Since September 2014, the lending industry has been scrambling to understand and reconcile the Nevada Supreme Court decision in SFR Investments Pool 1, LLC v. U.S. Bank, N.A., a decision that could potentially wash away billions of dollars of first lien interests across the state. However, recent decisions from the state and federal courts in Nevada—and expected decisions in the coming months—provide some hope to the industry that all is not yet lost. Given the state of flux around these issues, the industry can expect the wild ride down this increasingly muddy river to continue in the coming months.
Conflicting decisions from the United States District Court in Nevada, such as the first two below, frame a question that will ultimately be answered by the Ninth Circuit Court of Appeals: Can an HOA foreclosure sale extinguish an FHA-insured mortgage? The third case below is a lower Nevada state court wrestling with the issue of whether Nevada’s super-priority statute satisfies the requirements of constitutional due process.
Washington & Sandhill Homeowners Ass’n v. Bank of America: Chief Judge Gloria M. Navarro provided an important life vest to lenders in holding that the Supremacy Clause of the United States Constitution bars HOA foreclosure sales on properties with mortgages insured under the FHA insurance program.
Freedom Mortgage Corporation v. Las Vegas Development Group, LLC, et al.: District Judge Jennifer A. Dorsey held the opposite from Chief Judge Navarro in the Washington & Sandhill case—namely, “that the Supremacy Clause does not preempt NRS 116.3116(2)’s application to HUD-insured mortgaged properties because Nevada’s HOA superpriority lien law is consistent with HUD’s single-family mortgage-insurance program.”

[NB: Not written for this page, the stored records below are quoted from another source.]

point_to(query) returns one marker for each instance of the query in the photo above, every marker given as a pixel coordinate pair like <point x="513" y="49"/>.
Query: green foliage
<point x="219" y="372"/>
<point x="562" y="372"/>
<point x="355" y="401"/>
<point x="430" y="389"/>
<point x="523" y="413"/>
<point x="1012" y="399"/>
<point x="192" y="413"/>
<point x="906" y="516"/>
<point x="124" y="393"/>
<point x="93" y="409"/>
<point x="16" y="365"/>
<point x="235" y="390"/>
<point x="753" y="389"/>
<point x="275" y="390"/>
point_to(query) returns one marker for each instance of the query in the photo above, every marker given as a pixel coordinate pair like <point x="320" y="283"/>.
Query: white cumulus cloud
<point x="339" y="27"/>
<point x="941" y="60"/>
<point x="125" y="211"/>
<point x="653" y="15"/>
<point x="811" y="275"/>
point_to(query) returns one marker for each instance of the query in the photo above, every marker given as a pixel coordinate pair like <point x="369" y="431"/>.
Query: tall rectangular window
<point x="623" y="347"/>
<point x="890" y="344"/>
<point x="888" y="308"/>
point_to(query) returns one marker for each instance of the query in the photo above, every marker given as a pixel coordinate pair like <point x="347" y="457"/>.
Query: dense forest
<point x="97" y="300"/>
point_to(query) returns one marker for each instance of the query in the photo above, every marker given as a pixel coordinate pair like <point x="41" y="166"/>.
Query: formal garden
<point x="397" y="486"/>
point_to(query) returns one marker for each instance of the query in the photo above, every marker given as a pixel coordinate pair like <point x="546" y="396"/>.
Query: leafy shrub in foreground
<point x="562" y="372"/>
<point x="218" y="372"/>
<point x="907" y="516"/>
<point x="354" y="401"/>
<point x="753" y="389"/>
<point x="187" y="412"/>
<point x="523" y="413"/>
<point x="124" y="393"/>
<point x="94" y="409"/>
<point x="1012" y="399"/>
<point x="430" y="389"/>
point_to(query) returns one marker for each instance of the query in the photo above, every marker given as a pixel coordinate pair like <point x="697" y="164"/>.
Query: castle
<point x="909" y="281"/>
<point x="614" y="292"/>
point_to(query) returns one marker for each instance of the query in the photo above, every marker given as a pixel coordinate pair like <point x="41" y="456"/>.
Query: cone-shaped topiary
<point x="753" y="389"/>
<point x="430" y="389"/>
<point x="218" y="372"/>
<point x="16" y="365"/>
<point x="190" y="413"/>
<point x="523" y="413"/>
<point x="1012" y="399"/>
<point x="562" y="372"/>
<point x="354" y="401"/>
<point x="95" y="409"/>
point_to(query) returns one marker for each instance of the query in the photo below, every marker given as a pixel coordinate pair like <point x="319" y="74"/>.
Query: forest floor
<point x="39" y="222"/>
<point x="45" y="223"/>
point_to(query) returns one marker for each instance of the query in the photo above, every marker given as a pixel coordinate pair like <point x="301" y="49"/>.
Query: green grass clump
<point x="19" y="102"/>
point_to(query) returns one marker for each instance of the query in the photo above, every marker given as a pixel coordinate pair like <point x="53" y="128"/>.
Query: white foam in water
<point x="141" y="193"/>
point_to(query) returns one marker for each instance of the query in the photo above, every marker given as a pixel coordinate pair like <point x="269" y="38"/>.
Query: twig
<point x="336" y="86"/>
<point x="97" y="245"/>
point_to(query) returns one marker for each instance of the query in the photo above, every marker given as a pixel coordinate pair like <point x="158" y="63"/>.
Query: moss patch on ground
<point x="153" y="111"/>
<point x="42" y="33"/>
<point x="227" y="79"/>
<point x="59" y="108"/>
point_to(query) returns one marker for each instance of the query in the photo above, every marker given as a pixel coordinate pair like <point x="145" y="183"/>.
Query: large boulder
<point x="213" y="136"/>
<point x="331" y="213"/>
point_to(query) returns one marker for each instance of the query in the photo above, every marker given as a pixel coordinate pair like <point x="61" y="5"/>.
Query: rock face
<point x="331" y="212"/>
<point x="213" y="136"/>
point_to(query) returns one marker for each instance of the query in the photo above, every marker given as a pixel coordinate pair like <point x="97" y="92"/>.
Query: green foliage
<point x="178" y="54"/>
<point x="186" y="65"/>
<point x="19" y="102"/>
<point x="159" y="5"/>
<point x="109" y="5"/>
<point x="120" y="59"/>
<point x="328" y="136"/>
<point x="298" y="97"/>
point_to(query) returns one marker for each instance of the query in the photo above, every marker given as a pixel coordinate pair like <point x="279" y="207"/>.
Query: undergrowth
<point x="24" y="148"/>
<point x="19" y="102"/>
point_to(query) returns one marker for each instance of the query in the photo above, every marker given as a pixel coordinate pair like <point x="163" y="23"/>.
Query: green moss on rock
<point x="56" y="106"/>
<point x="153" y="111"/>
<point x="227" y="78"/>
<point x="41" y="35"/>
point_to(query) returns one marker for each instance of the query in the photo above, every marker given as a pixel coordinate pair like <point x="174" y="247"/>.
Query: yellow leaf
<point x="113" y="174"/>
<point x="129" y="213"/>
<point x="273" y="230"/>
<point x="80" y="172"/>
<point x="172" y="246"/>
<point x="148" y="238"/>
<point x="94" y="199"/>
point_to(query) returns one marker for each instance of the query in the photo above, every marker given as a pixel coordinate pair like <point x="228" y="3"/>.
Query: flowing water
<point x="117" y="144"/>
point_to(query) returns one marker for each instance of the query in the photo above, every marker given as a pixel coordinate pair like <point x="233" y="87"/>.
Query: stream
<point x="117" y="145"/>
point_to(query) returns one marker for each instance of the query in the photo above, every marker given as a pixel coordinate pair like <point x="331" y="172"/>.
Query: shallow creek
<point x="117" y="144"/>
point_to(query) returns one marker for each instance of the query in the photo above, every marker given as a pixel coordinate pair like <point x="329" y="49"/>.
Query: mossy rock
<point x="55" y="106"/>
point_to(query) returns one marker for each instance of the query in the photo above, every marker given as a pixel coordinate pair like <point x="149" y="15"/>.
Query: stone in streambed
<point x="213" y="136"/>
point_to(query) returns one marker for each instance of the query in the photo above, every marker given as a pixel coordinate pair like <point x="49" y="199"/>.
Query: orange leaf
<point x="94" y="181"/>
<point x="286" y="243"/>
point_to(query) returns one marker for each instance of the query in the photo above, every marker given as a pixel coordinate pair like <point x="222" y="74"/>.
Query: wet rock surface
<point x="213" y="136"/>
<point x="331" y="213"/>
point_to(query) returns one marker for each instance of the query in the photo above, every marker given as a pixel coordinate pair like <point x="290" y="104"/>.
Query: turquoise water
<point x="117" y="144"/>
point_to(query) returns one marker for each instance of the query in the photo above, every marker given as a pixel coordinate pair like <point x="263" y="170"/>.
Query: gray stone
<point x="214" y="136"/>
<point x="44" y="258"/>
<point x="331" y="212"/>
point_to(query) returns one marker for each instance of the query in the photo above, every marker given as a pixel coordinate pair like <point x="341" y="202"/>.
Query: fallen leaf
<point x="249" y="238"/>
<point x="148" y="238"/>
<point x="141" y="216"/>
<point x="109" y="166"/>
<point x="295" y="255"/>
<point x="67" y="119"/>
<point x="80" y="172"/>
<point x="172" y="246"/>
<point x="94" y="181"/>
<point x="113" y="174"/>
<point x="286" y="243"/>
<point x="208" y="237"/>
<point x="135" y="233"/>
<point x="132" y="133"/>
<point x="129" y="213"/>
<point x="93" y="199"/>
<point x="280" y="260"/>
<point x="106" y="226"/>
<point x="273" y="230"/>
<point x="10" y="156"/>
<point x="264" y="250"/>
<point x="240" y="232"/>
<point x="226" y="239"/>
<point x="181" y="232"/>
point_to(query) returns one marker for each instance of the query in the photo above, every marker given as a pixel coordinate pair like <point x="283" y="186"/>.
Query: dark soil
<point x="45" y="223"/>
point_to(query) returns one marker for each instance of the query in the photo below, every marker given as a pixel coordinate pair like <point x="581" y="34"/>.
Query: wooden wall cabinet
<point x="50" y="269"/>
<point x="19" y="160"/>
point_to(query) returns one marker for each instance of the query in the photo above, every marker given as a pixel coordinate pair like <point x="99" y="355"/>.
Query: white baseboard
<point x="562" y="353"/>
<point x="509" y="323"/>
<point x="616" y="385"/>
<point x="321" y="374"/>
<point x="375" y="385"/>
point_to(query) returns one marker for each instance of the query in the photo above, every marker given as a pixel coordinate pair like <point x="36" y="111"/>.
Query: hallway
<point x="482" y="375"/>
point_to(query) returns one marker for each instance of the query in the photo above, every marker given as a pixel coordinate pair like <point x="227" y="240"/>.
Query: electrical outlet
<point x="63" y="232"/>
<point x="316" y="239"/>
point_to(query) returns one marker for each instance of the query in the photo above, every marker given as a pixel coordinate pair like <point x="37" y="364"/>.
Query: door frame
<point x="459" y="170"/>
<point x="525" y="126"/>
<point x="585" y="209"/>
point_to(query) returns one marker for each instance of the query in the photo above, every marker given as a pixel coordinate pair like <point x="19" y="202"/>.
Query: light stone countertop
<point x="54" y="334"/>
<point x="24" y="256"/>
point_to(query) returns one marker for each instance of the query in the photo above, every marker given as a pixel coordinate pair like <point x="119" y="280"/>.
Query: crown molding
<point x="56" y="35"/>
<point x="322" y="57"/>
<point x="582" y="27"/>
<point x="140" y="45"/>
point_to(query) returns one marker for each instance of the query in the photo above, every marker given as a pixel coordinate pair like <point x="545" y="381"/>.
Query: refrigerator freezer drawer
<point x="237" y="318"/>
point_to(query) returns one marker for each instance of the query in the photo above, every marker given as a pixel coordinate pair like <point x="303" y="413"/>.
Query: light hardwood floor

Octavio Cano-Martinez v. HSBC Bank USA, National Association as Trustee for Wells Fargo Asset Securities Corporation, et. al.: Judge Kathleen E. Delaney of the 8th District Court (Clark County, Nevada) held Nevada’s superpriority lien statute “facially unconstitutional” as it violated the due process clauses of the Fifth and Fourteenth Amendments to the United States Constitution, as well as the Nevada Constitution, “because its ‘opt-in’ notice provisions do not mandate that reasonable and affirmative steps be taken to give actual notice to lenders and other holders of recorded security interests prior to a deprivation of their property rights.”
As these opinions suggest, the SFR decision—unfavorable as it may have been for the lending community—did not leave the industry dead in the water. While still swimming against the current following SFR, the industry may yet survive what many believed was a near certain drowning in the fall of 2014.